The United Nations special adviser on prevention of genocide, Adama Dieng has called for an independent investigation into what he described as ‘concerning atrocities’ in Cameroon. Speaking to the BBC on the eve of the symbolic declaration by separatists in the English speaking regions called Ambazonia Republic.
Over the past year, clashes between government security forces and separatist forces have intensified, leading to heavy losses of life on both sides and causing mass displacement of people. “The crimes committed by both parties need to be properly and independently investigated and perpetrators of those crimes need to be brought urgently to justice so that people know that no-one is above the law,’‘ Dieng said.
While majority of Cameroon’s 23 million people are French-speaking, about a fifth of the population is English-speaking. The Anglophone minority has long complained about marginalisation which led to protests by teachers and lawyers over a period of time.
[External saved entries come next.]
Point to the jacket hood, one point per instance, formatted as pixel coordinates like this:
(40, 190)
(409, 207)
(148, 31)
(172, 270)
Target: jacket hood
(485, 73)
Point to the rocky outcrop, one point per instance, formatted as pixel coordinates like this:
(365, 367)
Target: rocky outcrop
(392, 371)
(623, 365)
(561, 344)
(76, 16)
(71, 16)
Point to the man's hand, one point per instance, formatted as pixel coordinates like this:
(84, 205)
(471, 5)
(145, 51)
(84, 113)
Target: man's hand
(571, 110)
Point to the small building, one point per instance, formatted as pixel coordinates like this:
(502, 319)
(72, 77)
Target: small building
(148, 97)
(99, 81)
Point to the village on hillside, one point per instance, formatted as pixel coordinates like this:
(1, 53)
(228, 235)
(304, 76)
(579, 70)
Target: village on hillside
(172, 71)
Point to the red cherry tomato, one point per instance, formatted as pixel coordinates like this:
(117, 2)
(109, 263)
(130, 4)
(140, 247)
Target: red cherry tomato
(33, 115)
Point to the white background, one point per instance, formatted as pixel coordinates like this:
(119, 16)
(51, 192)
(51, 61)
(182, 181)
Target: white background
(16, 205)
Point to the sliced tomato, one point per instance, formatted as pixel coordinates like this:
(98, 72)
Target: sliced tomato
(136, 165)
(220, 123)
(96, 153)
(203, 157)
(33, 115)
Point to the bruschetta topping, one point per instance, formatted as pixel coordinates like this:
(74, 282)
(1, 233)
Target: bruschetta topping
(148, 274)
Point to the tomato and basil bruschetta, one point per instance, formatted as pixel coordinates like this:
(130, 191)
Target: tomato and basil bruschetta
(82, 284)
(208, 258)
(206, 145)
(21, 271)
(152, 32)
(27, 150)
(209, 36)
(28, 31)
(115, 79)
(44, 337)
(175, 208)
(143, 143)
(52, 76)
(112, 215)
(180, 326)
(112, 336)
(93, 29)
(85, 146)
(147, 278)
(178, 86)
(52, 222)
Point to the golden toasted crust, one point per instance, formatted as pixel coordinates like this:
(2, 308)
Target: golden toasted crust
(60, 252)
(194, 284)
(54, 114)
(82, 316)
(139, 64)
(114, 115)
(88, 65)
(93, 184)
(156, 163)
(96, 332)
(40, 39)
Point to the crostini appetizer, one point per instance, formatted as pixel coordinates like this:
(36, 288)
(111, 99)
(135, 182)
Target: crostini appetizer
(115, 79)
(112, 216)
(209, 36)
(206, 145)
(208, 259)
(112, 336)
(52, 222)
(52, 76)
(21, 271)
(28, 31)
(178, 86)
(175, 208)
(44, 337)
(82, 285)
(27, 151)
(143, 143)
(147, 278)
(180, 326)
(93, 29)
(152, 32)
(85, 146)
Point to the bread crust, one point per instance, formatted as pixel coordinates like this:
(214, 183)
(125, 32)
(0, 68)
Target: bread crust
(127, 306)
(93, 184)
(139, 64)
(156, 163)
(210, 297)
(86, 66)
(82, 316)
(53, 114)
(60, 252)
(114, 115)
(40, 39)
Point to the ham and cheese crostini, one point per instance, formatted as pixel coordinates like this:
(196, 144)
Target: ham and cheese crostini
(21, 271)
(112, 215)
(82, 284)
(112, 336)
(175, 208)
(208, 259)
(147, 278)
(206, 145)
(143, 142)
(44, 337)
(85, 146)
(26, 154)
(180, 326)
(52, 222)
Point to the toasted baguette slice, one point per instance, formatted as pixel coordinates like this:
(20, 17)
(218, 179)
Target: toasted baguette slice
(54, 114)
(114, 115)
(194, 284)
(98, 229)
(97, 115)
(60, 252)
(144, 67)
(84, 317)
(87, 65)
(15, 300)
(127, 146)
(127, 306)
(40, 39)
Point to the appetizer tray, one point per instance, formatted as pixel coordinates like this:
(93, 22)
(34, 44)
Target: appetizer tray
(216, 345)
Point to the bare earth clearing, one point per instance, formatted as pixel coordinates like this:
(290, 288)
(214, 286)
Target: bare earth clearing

Dieng said while there has been few incidents of election violence in the build up to the October 7 presidential election, there are still many ‘atrocious crimes being committed’ because of the Anglophone crisis.
“My worry is that we still have many people being killed, so far more than 400 people. We need to have political dialogue but also demand for justice,” Dieng told BBC.
“It is true that one could not exclude some form of violence [around the polls] but for the time being things seem to be under control,” Dieng said.
The separatists have vowed to prevent elections from being conducted in the English speaking North-West and South-West regions.